What makes it so difficult for us to catch up in education? Our lack of a pervasive education culture.
He goes on to explain that Americans tend to downplay the importance of educational attainment as integral to living a good life and building a successful economic future. His analysis is overly speculative, pondering the extent to which other countries' youth would respond in the affirmative to questions about the importance of education, compared with the extent to which American youth would respond in the negative.

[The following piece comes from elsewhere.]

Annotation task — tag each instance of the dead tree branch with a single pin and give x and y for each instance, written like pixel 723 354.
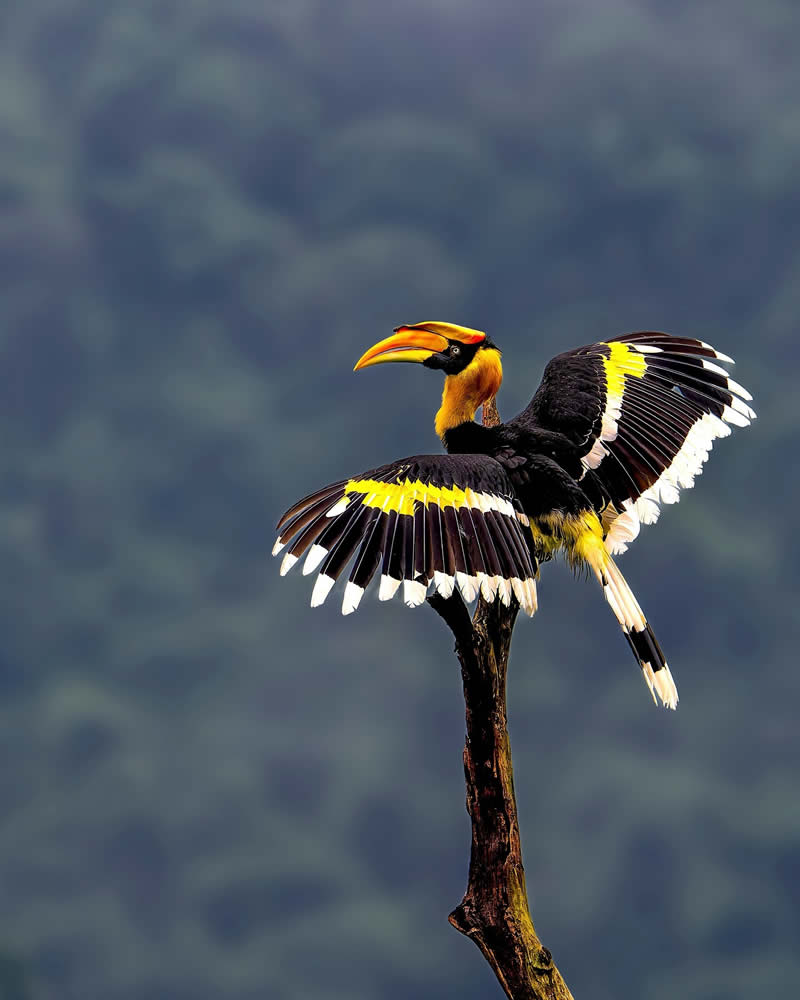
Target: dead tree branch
pixel 494 911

I don't doubt that cultural attitudes toward education may be a large part of the problem. Such broad-based perspectives can always improve. But despite America's troubling drop out rates and arguably stratified college attendance, much of the problem in recent years has been an over-emphasis of a college education as the answer for everyone. This over-emphasis on the college degree as the only worthwhile goal leads to credential inflation and an extended willingness to become severely indebted, simply to attend an institution of higher learning. The truth is, it may actually be the case that there are other, equally admirable strategies to live a good life and succeed financially (as I tried to point out in this post).

Perhaps there is a distinction to be made between real education and simply university attendance for its own sake. However, the structural problems Walters initially concedes are important, are in fact paramount. Those are the types of issues and reforms Americans ought to place emphasis on to improve upon the status quo. More enlightened cultural attitudes are likely to follow proper reforms.